TWENTY SAINTS IN TWENTY DAYS: PART 5 – ST FRANCIS

Saint Francis of Assisi (born Giovanni Francesco di Bernardone; c. 1181 – October 1226) was an Italian Catholic friar and preacher. Francis was the son of a wealthy cloth merchant in Assisi, and he lived the high-spirited life typical of a wealthy young man. When about twenty, Francis went out with the townsmen to fight in one of the petty skirmishes so frequent at that time between the rival cities. While going off to war in 1204, he had a vision that directed him back to Assisi, where he lost his taste for his worldly life. On a pilgrimage to Rome, Francis begged with the beggars at St. Peter's. The experience moved him to live in poverty, and when Francis returned home, he began preaching on the streets, and soon amassed a following; his order was endorsed by the Pope in 1210. In 1224, while he was praying on the mountain of Verna during a forty-day fast in preparation for Michaelmas, Francis is said to have had a vision, the Feast of the Exaltation of the Cross, a result of which he received the stigmata. Brother Leo, who had been with Francis at the time, left a clear and simple account of the event, the first definite account of the phenomenon of stigmata: "Suddenly he saw a vision of a seraph, a six-winged angel on a cross. This angel gave him the gift of the five wounds of Christ."

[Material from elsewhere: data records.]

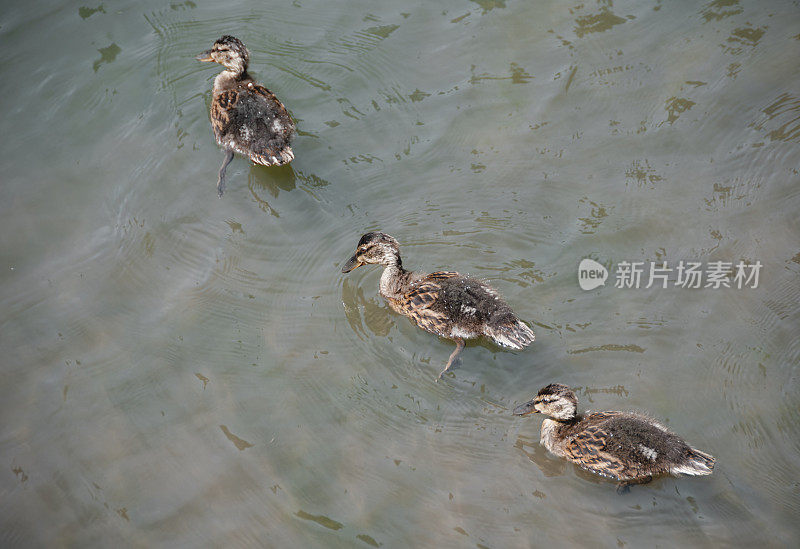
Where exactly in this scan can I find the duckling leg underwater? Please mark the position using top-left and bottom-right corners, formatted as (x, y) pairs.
(217, 149), (233, 198)
(436, 338), (464, 381)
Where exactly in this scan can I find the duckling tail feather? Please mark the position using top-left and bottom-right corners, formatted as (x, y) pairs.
(485, 320), (536, 349)
(672, 448), (716, 475)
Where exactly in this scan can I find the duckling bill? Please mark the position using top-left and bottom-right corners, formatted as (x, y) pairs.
(514, 383), (715, 492)
(342, 232), (535, 378)
(197, 35), (295, 197)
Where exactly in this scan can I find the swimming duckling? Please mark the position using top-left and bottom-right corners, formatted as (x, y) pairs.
(197, 36), (294, 197)
(514, 383), (715, 492)
(342, 232), (534, 379)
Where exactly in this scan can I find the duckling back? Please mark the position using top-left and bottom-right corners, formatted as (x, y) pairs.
(432, 273), (535, 349)
(211, 78), (295, 166)
(564, 412), (714, 480)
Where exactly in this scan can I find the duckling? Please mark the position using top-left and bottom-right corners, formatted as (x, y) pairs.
(197, 35), (295, 197)
(342, 232), (535, 379)
(513, 383), (715, 493)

In this portrait of St Francis, Schmidt-Rottluff puts to good use the much harder and more angular style his woodcuts adopted from 1912 through 1920. The agony of the stigmata and the wizened suffering on St Francis’ face are graphically portrayed, his suffering not just spiritual, but physical, like Christ before him. And although the portrait almost becomes a caricature with its use of exprerssionism, it still seems to capture the description of Francis given by one of his first disciples, Thomas of Celano: “...frail in form, Francis had a long yet cheerful face and soft but strong voice, small brilliant black eyes, dark brown hair, and a sparse beard. His person was in no way imposing, yet there was about the saint a delicacy, grace, and distinction which made him most attractive.”

Karl Schmidt-Rottluff (December 1884 –August 1976) was a German painter and printmaker. One of the main exponents of Expressionism, he was a founder of Die Brücke and one of its leading members. The gradual dissolution of Die Brücke, as its members moved one by one to Berlin in 1911, led to the group’s demise a few years later. From 1915 to the end of World War I, Schmidt-Rottluff served as a soldier on the eastern front, and these experiences were reflected indirectly in his art. He increasingly turned to introspective themes, as in 9 Holzschnitte (1918), a series of woodcuts based on the life of Christ published by Kurt Wolff Verlag in Munich. At the end of the war he became a member of the Arbeitsrat für kunst in Berlin, which saw itself as an anti-academic movement of German artists at a time of revolution.